Memorandum Private Company Limited By Shares
Both a memorandum of association and articles of association are required for a company formed in the UK under the Companies Act 2006.
The memorandum of association is a legal statement that contains the names of the founding members and confirms that the subscribers wish to form a company under the Companies Act and agree to become its first members. In the case of a company with a share capital, they undertake to subscribe for at least one share each. The memorandum must be in a prescribed form and must be authenticated by each subscriber. It must be delivered to Companies House and becomes a historical document of record that cannot be changed. Members may come and go, and such details must be updated in a company's register of members and on the public record, but the memorandum will remain in its original form for the life of the company.

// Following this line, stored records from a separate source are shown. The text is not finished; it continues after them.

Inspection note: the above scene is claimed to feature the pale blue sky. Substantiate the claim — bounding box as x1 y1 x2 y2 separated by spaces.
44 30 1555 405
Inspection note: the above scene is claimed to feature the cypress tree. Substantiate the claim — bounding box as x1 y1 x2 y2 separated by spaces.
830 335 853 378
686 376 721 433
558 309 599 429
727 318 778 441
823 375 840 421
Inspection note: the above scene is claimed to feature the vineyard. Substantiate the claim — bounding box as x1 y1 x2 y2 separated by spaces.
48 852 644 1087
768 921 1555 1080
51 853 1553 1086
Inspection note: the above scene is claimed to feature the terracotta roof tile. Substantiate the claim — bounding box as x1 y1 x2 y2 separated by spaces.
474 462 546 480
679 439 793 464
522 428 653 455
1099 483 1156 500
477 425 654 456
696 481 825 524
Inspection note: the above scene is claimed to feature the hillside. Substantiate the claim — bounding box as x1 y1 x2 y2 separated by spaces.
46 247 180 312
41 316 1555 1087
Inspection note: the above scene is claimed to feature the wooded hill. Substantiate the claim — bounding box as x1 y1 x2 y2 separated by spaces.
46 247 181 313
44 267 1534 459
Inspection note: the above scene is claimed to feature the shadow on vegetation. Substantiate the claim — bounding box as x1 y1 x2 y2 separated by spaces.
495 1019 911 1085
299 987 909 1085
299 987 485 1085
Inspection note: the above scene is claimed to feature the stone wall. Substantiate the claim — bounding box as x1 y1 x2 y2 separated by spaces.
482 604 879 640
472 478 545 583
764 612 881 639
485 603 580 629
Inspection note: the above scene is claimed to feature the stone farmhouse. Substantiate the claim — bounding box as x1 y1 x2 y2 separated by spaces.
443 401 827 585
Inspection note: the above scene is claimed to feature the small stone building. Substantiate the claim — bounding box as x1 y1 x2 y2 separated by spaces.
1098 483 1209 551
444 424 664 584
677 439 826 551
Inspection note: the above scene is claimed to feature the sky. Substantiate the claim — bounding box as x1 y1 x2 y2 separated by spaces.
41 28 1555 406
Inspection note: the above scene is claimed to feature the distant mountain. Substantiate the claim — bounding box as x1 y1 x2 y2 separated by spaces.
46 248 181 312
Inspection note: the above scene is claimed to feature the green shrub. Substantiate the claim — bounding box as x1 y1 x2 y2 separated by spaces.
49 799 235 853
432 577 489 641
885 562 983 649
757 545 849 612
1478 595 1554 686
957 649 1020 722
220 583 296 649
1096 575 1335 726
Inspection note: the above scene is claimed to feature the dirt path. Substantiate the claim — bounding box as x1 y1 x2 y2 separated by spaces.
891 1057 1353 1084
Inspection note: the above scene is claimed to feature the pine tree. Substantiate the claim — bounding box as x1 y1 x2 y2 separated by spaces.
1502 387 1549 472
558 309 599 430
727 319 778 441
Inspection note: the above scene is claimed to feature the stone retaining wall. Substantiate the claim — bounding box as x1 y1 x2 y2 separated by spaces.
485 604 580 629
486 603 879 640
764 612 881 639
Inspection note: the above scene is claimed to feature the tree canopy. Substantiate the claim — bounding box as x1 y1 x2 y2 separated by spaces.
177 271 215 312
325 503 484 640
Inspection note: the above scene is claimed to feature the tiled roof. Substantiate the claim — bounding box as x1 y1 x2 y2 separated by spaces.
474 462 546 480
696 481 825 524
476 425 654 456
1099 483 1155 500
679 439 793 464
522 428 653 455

Note that before the Companies Act 2006 came into force a company's memorandum included provisions that now fall within the articles of association. This included any restrictions on what a company could do (the objects clause). For companies formed before 1 October 2009 these restrictions are now treated as being part of the articles and not the memorandum.
The Economic Crime and Corporate Transparency Act 2023 requires the full forename and surname of each subscriber to be included in the memorandum of association and the template has been updated accordingly.
Many companies will be incorporated digitally and the memorandum will be generated automatically as part of the online incorporation procedure. This template may be used for those wanting to apply by post.